This matters because consumers have little reason to care about 5G. The operators care a lot because it allows them to rationalize their IT systems and save a lot of money. The vendors care because it lets the handset and chip makers sell more gear, and the infrastructure makers tack on new software licenses. But consumers only get modest speed boots. This will change when they get mmWave signals. Those will be fast, 1 Gbps and up.
That being said, as it stands right now, consumers are not getting those speeds any time soon. Verizon is, by far, the leading proponent of mmWave. They have particular spectrum concerns driving this, but none of the other US carriers are in a big hurry to deploy mmWave, nor are very many international operators. And even Verizon is not really pushing that hard. Their capex budget for 2021 is forecast to be essentially flat with 2020, and as that 14,000 figure demonstrates, they are not really moving anywhere close to commercial service.

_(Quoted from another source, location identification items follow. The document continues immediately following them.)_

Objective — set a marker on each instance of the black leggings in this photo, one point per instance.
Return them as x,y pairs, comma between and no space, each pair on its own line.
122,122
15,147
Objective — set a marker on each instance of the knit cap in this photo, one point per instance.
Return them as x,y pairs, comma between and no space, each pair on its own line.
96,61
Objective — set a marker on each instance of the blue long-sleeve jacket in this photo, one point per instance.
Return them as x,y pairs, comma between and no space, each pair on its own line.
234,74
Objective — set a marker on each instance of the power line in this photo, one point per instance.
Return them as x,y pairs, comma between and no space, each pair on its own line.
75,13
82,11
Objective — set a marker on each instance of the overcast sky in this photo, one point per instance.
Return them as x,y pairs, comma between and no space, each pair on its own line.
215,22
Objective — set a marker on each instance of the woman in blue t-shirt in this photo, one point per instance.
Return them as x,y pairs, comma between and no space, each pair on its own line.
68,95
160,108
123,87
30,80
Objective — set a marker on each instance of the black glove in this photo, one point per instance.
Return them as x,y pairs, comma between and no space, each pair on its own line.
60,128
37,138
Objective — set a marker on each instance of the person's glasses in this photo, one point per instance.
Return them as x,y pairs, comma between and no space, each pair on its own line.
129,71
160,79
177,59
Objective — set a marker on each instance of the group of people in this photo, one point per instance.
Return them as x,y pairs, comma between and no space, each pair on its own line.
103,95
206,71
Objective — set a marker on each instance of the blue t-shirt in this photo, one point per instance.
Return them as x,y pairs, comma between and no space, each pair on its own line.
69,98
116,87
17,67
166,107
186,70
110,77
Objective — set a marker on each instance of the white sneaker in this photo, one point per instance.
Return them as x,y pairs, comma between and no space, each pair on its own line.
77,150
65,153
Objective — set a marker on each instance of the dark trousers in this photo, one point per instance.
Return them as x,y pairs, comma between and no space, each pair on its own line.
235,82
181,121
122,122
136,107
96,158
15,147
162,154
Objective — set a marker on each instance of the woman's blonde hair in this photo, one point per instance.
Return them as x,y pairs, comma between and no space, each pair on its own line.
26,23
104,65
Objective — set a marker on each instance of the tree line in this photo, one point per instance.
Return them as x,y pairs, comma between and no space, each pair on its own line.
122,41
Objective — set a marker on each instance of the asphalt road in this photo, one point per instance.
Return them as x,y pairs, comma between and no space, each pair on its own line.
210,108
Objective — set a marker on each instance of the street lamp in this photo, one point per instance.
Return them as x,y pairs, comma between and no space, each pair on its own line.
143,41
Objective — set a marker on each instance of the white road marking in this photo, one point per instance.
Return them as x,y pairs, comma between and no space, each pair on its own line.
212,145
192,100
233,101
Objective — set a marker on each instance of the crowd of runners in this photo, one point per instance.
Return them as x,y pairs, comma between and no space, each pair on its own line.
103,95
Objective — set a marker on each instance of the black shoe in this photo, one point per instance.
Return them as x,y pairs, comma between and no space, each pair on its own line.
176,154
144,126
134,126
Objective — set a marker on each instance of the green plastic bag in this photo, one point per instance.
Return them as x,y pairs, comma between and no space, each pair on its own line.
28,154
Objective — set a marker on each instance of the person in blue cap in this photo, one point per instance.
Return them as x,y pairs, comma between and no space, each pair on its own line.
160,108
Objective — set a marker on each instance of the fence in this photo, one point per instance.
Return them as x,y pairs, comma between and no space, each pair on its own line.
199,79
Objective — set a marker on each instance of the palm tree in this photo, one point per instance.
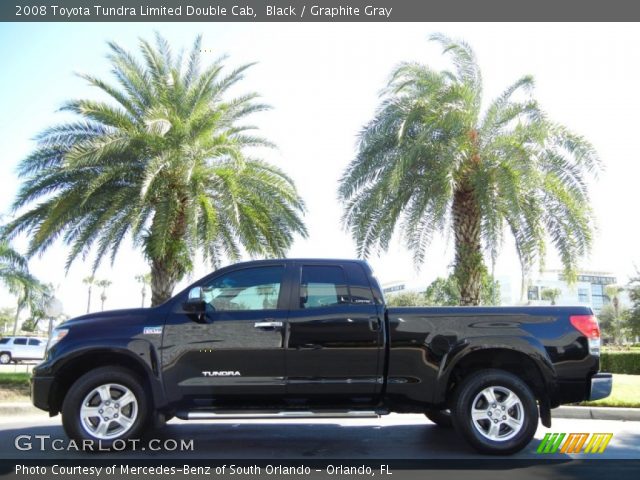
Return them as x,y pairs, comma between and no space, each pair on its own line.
551,294
613,293
144,280
433,160
103,284
89,282
164,161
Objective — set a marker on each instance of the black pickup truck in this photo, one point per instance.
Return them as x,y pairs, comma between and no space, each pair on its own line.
313,338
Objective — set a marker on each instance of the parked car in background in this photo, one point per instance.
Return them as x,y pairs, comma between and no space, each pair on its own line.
16,349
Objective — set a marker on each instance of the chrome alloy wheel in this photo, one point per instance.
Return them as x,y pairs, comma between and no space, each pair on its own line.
497,413
108,411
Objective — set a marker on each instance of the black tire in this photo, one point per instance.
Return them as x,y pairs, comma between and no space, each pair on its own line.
441,418
120,380
506,439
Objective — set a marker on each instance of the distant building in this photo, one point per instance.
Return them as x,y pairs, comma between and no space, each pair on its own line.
394,287
589,289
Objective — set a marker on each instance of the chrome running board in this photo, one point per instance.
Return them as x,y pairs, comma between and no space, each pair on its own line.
210,415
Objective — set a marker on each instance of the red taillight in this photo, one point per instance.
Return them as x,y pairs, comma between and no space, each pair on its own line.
586,324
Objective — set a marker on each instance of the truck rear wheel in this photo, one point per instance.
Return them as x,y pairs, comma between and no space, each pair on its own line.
106,405
495,412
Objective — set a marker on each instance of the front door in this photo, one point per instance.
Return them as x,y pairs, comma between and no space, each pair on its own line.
334,350
235,354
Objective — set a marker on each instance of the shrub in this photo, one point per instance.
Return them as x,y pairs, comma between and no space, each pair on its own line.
620,362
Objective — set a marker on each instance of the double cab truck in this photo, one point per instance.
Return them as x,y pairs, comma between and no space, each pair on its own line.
300,338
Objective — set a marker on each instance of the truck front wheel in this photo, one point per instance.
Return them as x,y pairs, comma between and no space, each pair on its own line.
106,405
495,412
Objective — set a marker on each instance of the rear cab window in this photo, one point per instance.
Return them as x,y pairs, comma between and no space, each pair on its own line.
331,285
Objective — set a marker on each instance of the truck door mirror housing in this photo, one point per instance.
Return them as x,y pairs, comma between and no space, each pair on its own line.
195,306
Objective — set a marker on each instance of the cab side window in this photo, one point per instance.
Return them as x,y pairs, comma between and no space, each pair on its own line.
359,287
247,289
323,286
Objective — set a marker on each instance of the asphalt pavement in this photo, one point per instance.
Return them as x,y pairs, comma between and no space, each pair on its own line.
389,437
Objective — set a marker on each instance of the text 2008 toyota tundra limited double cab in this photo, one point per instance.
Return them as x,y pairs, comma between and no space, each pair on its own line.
309,338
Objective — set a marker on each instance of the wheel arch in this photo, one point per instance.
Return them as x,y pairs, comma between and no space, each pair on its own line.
82,363
536,373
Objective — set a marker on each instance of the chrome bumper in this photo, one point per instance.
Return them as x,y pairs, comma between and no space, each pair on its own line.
601,384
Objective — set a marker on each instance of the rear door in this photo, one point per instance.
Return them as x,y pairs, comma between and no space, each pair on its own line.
335,338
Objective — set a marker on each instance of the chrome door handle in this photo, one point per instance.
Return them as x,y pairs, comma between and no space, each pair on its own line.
267,324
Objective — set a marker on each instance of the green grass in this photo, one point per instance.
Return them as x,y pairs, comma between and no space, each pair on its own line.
625,393
14,379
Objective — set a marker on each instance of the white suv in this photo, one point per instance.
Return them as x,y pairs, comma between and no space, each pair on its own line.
15,349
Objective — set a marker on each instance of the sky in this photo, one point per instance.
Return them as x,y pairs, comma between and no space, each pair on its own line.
323,82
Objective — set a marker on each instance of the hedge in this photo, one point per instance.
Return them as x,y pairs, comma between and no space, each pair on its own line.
620,362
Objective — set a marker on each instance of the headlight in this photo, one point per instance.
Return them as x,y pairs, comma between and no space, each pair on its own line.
56,335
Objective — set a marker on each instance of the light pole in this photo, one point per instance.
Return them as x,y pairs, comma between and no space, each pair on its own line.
53,310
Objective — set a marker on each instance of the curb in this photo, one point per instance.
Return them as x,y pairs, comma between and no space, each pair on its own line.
583,413
597,413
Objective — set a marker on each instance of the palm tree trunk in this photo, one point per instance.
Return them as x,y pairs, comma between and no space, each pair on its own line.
469,265
89,300
163,281
17,319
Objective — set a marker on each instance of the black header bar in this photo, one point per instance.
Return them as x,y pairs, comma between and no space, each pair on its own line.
317,10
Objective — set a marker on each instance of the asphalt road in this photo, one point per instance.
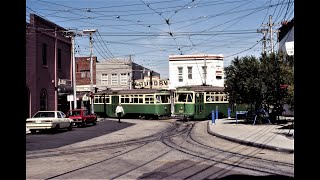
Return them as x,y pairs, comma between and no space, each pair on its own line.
165,149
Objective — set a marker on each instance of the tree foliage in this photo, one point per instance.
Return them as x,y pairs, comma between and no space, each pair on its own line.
267,80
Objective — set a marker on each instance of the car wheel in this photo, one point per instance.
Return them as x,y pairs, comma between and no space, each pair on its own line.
70,127
83,124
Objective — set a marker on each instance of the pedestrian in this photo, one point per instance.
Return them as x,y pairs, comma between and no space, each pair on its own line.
119,111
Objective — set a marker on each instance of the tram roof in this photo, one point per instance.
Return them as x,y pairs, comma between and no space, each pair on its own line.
201,88
131,91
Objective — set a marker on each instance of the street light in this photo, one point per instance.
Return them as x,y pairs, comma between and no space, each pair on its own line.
90,32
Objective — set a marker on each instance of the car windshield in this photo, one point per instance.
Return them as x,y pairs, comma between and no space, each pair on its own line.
74,113
44,114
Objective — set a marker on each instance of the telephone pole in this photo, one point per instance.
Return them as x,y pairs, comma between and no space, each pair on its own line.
90,32
264,42
265,32
71,35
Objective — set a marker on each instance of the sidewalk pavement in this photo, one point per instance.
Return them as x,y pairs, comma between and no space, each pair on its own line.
277,137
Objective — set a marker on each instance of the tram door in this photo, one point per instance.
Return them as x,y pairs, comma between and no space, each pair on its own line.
114,102
199,105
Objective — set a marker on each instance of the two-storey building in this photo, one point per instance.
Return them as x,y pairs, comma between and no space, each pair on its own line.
196,69
48,66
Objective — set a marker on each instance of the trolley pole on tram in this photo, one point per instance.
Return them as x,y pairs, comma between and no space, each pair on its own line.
90,32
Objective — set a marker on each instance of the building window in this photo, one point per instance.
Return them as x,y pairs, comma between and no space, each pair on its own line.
43,100
204,70
114,79
104,79
44,55
85,73
123,79
180,74
189,72
59,58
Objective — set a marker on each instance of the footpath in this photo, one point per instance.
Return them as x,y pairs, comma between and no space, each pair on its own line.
279,137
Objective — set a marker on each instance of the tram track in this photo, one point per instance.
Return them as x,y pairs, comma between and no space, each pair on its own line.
234,159
178,137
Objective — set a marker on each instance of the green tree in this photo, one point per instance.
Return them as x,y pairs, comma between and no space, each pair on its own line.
267,80
243,81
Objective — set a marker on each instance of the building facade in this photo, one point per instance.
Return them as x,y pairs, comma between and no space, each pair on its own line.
48,62
120,74
197,69
83,73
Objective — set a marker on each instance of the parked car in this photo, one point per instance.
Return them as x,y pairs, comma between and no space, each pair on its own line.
49,120
81,117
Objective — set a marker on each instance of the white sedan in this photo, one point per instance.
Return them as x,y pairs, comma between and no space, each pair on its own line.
49,120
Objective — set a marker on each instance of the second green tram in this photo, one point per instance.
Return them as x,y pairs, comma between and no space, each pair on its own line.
198,102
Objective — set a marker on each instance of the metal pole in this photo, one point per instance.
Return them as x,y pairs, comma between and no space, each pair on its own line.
55,72
91,74
74,74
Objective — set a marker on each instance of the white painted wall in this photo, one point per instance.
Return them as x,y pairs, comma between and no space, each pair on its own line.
197,72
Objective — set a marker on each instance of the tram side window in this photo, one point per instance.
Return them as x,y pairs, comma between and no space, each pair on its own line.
181,97
165,98
189,97
96,99
149,99
107,99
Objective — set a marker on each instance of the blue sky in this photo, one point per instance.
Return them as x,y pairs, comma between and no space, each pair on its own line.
151,30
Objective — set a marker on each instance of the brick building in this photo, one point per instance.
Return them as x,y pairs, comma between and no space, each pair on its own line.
48,62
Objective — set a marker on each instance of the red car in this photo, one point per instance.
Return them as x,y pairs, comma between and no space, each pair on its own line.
81,117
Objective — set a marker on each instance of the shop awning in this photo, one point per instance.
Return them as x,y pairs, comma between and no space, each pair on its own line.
65,89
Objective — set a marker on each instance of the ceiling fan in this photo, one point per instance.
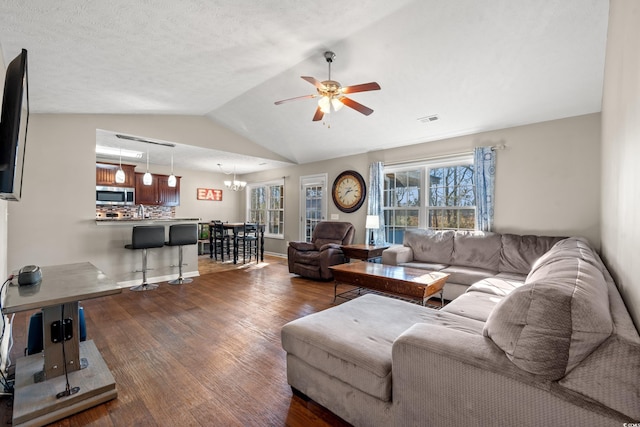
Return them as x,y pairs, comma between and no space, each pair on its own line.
331,93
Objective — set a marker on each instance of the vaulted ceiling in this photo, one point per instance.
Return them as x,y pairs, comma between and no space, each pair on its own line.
475,64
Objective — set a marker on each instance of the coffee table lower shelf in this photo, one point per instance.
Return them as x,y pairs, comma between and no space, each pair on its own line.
408,283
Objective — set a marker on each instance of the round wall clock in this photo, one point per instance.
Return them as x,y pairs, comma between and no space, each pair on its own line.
349,191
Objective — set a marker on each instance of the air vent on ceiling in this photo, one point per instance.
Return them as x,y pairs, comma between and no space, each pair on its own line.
428,119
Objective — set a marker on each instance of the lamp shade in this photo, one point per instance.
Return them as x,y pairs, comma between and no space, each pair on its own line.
120,176
373,221
147,179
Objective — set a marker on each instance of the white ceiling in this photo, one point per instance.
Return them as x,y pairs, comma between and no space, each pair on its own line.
478,64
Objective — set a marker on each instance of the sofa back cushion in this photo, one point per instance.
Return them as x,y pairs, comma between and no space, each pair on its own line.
555,320
430,246
519,253
477,249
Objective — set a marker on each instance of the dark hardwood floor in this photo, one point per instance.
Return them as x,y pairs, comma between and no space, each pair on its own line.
201,354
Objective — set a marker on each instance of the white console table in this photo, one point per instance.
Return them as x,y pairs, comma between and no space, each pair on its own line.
41,393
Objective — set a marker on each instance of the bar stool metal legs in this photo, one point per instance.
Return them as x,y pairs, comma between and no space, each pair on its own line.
180,280
180,235
144,286
145,237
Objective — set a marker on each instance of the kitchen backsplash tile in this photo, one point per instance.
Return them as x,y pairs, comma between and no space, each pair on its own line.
153,212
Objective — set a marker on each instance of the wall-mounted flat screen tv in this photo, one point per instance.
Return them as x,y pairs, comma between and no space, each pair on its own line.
13,127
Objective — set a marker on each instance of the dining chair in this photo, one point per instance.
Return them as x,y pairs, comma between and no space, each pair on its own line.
248,241
220,240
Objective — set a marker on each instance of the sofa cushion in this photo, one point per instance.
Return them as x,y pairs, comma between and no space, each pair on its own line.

This also matters to a host of other companies. We have lost track about how much marketing material we have seen in the past two years showing all the industries just bursting with energy to deploy 5G applications. As we have noted frequently, most of those are hollow marketing, not real business. However, it does matter for a few, notably Augmented Reality, autonomous cars and drones. Companies piloting these would really like to see super low latency, high bandwidth mmWave. Unfortunately for them, they are not likely to get those signals any time soon.